California Labor Laws for Overtime Lead the Way
California labor laws for overtime are more stringent than any other state’s overtime laws. They are designed to be more favorable to workers rather than employers, and because of their complexity, many employers are having a hard time complying.
- Fair Labor Standards Act (FLSA) sets the general guidelines for overtime pay nationally
- State overtime guidelines get more specific, especially in California
- California and Washington are required to pay daily overtime wages
- California has many narrowly defined exemptions
- Employers make many mistakes in determining overtime pay in California
- FLSA does require employers to keep accurate records of hours worked and wages paid
- California is one of the states that have record keeping requirements (pay stubs)

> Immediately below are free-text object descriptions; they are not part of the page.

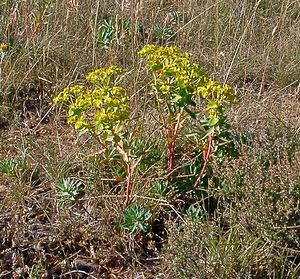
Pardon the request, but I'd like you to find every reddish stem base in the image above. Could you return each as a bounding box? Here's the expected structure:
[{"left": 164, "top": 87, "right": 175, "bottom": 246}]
[{"left": 194, "top": 135, "right": 213, "bottom": 189}]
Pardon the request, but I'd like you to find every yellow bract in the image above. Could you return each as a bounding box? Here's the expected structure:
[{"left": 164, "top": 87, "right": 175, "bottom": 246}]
[
  {"left": 197, "top": 80, "right": 237, "bottom": 105},
  {"left": 53, "top": 45, "right": 237, "bottom": 135},
  {"left": 53, "top": 67, "right": 130, "bottom": 133},
  {"left": 0, "top": 43, "right": 8, "bottom": 52},
  {"left": 139, "top": 44, "right": 237, "bottom": 127}
]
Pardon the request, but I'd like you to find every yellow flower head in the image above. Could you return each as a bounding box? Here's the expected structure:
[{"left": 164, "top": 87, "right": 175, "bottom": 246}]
[{"left": 0, "top": 43, "right": 8, "bottom": 52}]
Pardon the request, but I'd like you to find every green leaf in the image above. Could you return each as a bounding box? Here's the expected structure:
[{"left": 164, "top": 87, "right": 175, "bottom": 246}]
[
  {"left": 207, "top": 101, "right": 219, "bottom": 109},
  {"left": 1, "top": 159, "right": 15, "bottom": 176},
  {"left": 151, "top": 63, "right": 163, "bottom": 71},
  {"left": 171, "top": 94, "right": 182, "bottom": 103},
  {"left": 209, "top": 115, "right": 219, "bottom": 126},
  {"left": 68, "top": 107, "right": 81, "bottom": 117},
  {"left": 185, "top": 97, "right": 196, "bottom": 107}
]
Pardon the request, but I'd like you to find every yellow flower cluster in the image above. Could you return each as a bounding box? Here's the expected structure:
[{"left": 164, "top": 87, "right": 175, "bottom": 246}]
[
  {"left": 0, "top": 43, "right": 8, "bottom": 52},
  {"left": 139, "top": 45, "right": 237, "bottom": 126},
  {"left": 53, "top": 66, "right": 130, "bottom": 131},
  {"left": 53, "top": 85, "right": 85, "bottom": 106},
  {"left": 139, "top": 45, "right": 207, "bottom": 103},
  {"left": 197, "top": 80, "right": 237, "bottom": 105},
  {"left": 86, "top": 66, "right": 124, "bottom": 86}
]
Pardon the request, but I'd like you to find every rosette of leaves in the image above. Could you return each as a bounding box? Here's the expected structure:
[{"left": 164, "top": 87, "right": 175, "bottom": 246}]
[
  {"left": 152, "top": 25, "right": 174, "bottom": 43},
  {"left": 121, "top": 204, "right": 152, "bottom": 234},
  {"left": 97, "top": 17, "right": 131, "bottom": 49},
  {"left": 185, "top": 204, "right": 203, "bottom": 222},
  {"left": 56, "top": 177, "right": 83, "bottom": 205}
]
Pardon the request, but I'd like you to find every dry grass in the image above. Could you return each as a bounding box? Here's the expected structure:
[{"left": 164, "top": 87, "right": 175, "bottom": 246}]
[{"left": 0, "top": 0, "right": 300, "bottom": 278}]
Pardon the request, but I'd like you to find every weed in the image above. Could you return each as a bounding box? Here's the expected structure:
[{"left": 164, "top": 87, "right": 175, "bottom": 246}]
[
  {"left": 1, "top": 158, "right": 16, "bottom": 176},
  {"left": 53, "top": 45, "right": 237, "bottom": 206},
  {"left": 56, "top": 177, "right": 83, "bottom": 205},
  {"left": 121, "top": 204, "right": 152, "bottom": 234},
  {"left": 97, "top": 17, "right": 131, "bottom": 49},
  {"left": 139, "top": 44, "right": 236, "bottom": 185},
  {"left": 152, "top": 25, "right": 174, "bottom": 43}
]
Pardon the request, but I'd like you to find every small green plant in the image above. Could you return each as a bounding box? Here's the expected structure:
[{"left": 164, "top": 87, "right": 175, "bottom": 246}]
[
  {"left": 121, "top": 204, "right": 152, "bottom": 234},
  {"left": 1, "top": 159, "right": 16, "bottom": 176},
  {"left": 151, "top": 179, "right": 171, "bottom": 200},
  {"left": 56, "top": 177, "right": 83, "bottom": 205},
  {"left": 152, "top": 25, "right": 174, "bottom": 43},
  {"left": 56, "top": 177, "right": 82, "bottom": 205},
  {"left": 184, "top": 204, "right": 203, "bottom": 222},
  {"left": 29, "top": 260, "right": 44, "bottom": 279},
  {"left": 97, "top": 17, "right": 130, "bottom": 49},
  {"left": 167, "top": 11, "right": 183, "bottom": 25},
  {"left": 151, "top": 11, "right": 183, "bottom": 43},
  {"left": 1, "top": 158, "right": 28, "bottom": 177}
]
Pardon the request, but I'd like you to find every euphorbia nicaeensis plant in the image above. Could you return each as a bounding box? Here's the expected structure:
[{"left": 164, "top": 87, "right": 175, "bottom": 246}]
[
  {"left": 53, "top": 45, "right": 237, "bottom": 205},
  {"left": 53, "top": 66, "right": 137, "bottom": 205},
  {"left": 139, "top": 45, "right": 237, "bottom": 184}
]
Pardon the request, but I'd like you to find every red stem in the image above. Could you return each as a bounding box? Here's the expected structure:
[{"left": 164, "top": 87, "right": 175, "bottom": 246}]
[
  {"left": 167, "top": 115, "right": 182, "bottom": 176},
  {"left": 194, "top": 135, "right": 213, "bottom": 188}
]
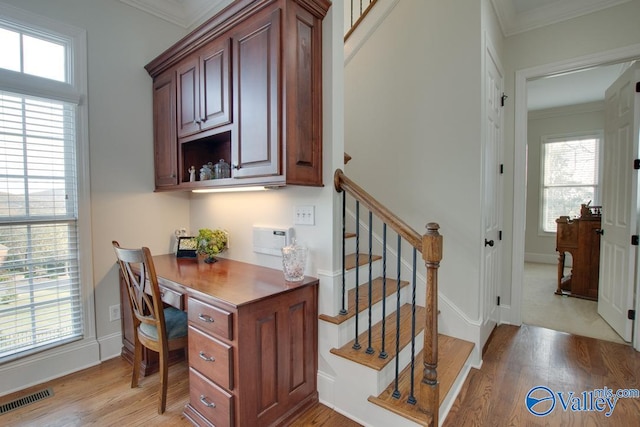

The national overtime standard set by the FLSA is 1.5 times the regular rate of pay for any hours worked over a 40 hour workweek for all non-exempt employees. California labor laws for overtime get even more specific. California also pays a daily overtime rate of 1.5 times the regular rate of pay for any hours worked over an 8 hour workday. When work exceeds 12 hours in one day, all non-exempt employees are to be paid twice the standard rate. Furthermore, if an employee works 7 consecutive days, they must be paid 1.5 times the usual rate for the first 8 hours, and double time for any hours over 8. This is known as the “7th consecutive day law” and it applies regardless of how many hours an employee has worked in the preceding 6 days. The FLSA time-and-a-half overtime requirement for hours worked over 40 hours also applies in California.
Nationally, in order for an employee to be exempt from overtime pay, they must typically be a salaried worker, and must pass several tests regarding job description and duties performed at work as defined by the FLSA. However, California labor laws for overtime has slews of narrowly defined exemptions, which has been causing employers to become confused and, as a result, are misclassifying their employees. For example, you can be eligible for overtime in California if you a labeled a “part time” employee, or you supervise other people. There has been a steady climb of wage and hour class action lawsuits against employers who are misclassifying their workers as exempt in recent years, and not just in California.
Finally, California is also unique in that it is one of the few states that have record keeping requirements, or pay stub requirements. According to California Labor Code Section 226(a), every time you are paid, whether by check, in cash, or otherwise, you must be given a detachable part of the check or a separate writing showing required information.